I am running a TensorFlow application on the Google ML Engine with hyper-parameter tuning and I've been running into some strange authentication issues.
My Data and Permissions Setup
My trainer code supports two ways of obtaining input data for my model:
- Getting a table from BigQuery.
- Reading from a
.csv
file.
For my IAM permissions, I have two members set up:
My user account:
- Assigned to the following IAM roles:
- Project Owner (
roles/owner
) - BigQuery Admin (
roles/bigquery.admin
)
- Project Owner (
- Credentials were created automatically when I used
gcloud auth application-default login
- Assigned to the following IAM roles:
A service account:
- Assigned to the following IAM roles:
- BigQuery Admin (
roles/bigquery.admin
) - Storage Admin (
roles/storage.admin
) - PubSub Admin (
roles/pubsub.admin
)
- BigQuery Admin (
- Credentials were downloaded to a
.json
file when I created it in the Google Cloud Platform interface.
- Assigned to the following IAM roles:
The Problem
When I run my trainer code on the Google ML Engine using my user account credentials and reading from a .csv
file, everything works fine.
However, if I try to get my data from BigQuery, I get the following error:
Forbidden: 403 Insufficient Permission (GET https://www.googleapis.com/bigquery/v2/projects/MY-PROJECT-ID/datasets/MY-DATASET-ID/tables/MY-TABLE-NAME)
This is the reason why I created a service account, but the service account has a separate set of issues.
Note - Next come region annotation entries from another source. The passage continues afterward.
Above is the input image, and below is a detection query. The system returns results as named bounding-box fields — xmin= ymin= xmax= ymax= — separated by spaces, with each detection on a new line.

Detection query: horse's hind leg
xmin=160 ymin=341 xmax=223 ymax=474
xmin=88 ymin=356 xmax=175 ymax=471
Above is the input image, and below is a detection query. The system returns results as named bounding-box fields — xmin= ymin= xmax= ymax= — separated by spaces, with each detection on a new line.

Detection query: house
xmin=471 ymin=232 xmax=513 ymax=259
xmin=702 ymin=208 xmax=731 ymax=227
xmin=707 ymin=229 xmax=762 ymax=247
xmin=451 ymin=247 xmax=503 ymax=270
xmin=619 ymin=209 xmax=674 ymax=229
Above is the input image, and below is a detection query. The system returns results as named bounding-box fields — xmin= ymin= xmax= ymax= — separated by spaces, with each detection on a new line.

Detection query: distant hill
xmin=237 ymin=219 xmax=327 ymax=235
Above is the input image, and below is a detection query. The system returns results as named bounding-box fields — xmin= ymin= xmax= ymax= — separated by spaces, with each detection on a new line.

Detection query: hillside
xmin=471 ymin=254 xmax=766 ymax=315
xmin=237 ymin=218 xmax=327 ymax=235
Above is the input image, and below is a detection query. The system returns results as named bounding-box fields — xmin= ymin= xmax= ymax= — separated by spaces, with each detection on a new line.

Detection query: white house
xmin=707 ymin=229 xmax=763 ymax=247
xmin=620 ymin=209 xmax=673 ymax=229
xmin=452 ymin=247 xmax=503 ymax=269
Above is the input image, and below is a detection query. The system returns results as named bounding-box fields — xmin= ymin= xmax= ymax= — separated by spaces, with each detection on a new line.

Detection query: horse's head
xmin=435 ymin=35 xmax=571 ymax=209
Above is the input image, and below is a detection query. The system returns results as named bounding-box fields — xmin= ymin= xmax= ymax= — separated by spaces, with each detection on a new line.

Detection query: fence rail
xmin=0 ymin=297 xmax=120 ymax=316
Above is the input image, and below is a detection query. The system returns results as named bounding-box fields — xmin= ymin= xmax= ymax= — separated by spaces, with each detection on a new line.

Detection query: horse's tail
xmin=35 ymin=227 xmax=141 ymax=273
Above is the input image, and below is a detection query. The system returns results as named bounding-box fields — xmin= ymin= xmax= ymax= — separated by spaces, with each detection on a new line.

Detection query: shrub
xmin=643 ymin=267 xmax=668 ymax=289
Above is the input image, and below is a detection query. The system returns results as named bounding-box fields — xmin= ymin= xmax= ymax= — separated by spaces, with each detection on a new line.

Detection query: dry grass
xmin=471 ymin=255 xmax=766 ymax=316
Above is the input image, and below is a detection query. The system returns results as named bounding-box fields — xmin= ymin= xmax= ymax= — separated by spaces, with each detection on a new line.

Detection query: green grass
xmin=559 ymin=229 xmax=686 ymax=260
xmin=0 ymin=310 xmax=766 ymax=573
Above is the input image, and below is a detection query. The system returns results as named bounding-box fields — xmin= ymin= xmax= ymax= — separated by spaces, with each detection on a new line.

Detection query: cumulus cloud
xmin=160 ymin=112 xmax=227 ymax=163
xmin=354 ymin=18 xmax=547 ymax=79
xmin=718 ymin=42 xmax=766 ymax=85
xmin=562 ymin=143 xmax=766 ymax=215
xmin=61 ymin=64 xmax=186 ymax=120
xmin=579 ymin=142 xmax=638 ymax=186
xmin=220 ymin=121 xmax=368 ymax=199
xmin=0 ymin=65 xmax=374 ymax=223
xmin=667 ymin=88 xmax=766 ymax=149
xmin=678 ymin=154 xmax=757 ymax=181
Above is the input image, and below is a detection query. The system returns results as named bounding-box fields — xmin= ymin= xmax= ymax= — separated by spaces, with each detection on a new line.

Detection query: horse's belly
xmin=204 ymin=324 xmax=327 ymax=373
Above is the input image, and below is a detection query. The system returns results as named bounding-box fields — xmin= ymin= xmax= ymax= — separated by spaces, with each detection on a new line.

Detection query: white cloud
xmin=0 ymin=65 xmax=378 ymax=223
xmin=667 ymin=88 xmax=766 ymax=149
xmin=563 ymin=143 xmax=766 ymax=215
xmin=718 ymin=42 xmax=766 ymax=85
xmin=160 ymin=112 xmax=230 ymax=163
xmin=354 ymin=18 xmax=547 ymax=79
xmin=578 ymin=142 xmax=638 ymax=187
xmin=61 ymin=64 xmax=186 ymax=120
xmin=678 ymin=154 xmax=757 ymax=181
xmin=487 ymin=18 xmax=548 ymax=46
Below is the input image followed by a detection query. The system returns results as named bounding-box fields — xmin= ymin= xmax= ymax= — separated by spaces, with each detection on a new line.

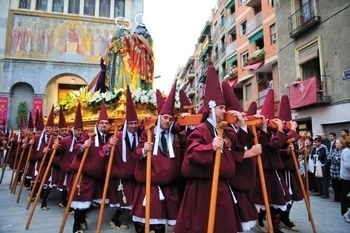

When using the service account, I am able to read from both a .csv
file and from BigQuery, but in both cases, I get the following error at the end of each trial:
Unable to log objective metric due to exception <HttpError 403 when requesting https://pubsub.googleapis.com/v1/projects/MY-PROJECT-ID/topics/ml_MY-JOB-ID:publish?alt=json returned "User not authorized to perform this action.">.
This doesn't cause the job to fail, but it prevents the objective metric from being recorded, so the hyper-parameter tuning does not provide any helpful output.
The Question
I'm not sure why I'm getting these permission errors when my IAM members are assigned to what I'm pretty sure are the correct roles.
My trainer code works in every case when I run it locally (although PubSub is obviously not being used when running locally), so I'm fairly certain it's not a bug in the code.
Any suggestions?
Notes
There was one point at which my service account was getting the same error as my user account when trying to access BigQuery. The solution I stumbled upon is a strange one. I decided to remove all roles from my service account and add them again, and this fixed the BigQuery permission issue for that member.